A pandemia e a incursão ao fantástico mundo da literatura
Ler é um dos meus mais apreciados hobbies, embora não seja exatamente um hobby, mas um vício ultra saudável (sim, eles existem!), e intimamente ligado ao meu trabalho. Recentemente tive a oportunidade de reler o clássico “Crime e Castigo”, do fenomenal Fiódor Dostoiévski. E me rendi às noites viradas e vibrantes diante desta obra inigualável enquanto vivíamos o feriado do “carnaval” pandêmico (grande virtude da pandemia, se é que ela poderia ter alguma, foi cancelar a tal festa pagã, apesar das farras clandestinas dos irresponsáveis sempre de plantão).
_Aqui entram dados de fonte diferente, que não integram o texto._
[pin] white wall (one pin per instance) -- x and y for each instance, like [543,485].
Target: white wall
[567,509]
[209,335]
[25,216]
Depois de chegar à página 589 desta bela publicação da Editora Martin Claret e, finalmente, respirar aliviada pelo desfecho surpreendentemente esperançoso do personagem Raskólnikov (sem querer dar spoiler, longe de mim, rsrsrs), um vazio, que acomete grande parte dos apetites vorazes pela excelência literária, me atingiu em cheio. Quis voltar, e voltei, às páginas salientadas pelo meu marcador inquieto (sim, sou uma conservadora na forma, preferindo os impressos, que compõem e embelezam a estante de todo contumaz apreciador da literatura, e não apenas para servir de cenário de uma eventual live no Instagram), sorvi por mais alguns minutos as sensações perturbadoras que tantas páginas me causaram, vi o céu lá fora começar a clarear, pensei em emendar a vigília mas, rendida ao sono, entreguei-me a um sonho repleto de lembranças instigantes da juventude, sei lá por que (explicar o processo do sonho Freud e seus seguidores conseguiram, mas interpretá-los, somente José, o personagem bíblico, foi capaz de fazê-lo, de forma tão transcendente à toda metafísica).
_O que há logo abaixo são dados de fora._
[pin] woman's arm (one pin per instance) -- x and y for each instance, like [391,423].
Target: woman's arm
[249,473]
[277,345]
“Crime e Castigo” inaugura, junto com “Madame Bovary”, de Flaubert, o realismo literário que iria se alastrar pelo mundo da metade para o final do século XIX. E depois de relembrar a saga do jovem Raskólnikov compreendi que todo Garcia Márquez, todo Saramago, todo Borges e mesmo todo Machado de Assis vieram, em todos os sentidos, depois dele. O rastro do realismo que o escritor russo deixou contribuiu para inspirar autores consagrados, como o colombiano que descreveu a fantástica trajetória do clã Buendia, em “Cem anos de solidão”, e o incomparável brasileiro que plantou em nós, para sempre, aquela célebre pergunta sem resposta…, “Capitu traiu ou não Bentinho?”
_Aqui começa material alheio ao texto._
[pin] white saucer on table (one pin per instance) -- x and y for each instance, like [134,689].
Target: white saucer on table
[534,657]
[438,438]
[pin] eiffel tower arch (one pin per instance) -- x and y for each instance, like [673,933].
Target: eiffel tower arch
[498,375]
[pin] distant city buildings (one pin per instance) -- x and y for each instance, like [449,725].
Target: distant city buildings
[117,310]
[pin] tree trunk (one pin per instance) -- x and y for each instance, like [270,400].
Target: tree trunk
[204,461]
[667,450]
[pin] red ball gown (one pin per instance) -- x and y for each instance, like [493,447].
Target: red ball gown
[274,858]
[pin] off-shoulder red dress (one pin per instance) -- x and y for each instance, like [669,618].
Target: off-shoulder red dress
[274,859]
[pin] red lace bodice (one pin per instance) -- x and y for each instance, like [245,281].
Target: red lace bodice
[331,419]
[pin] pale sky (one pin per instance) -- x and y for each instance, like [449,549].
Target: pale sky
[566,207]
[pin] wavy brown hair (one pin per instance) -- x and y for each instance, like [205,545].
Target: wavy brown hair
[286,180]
Por isso tudo, minha gente querida, e sem querer parafrasear Nelson Rodrigues, que aconselhou a juventude a envelhecer, é que eu apelo aos nossos jovens e velhos contemporâneos da Covid-19, não percam tempo com BBB, gente. Saiam da tela da Globo e enveredem-se pelos caminhos literários que marcam a existência e a condição humana. O ganho é muito maior, para a inteligência, para o conhecimento, para uma contribuição efetivamente útil ao mundo. Precisamos de saber, de ideias proveitosas, de um debate amplo e civilizado. O paredão é um total contrassenso da chamada geração “politicamente correta”. Venham para o mundo das letras, onde tudo é muito mais instigante e pleno de possibilidades de vida, e vida em abundância!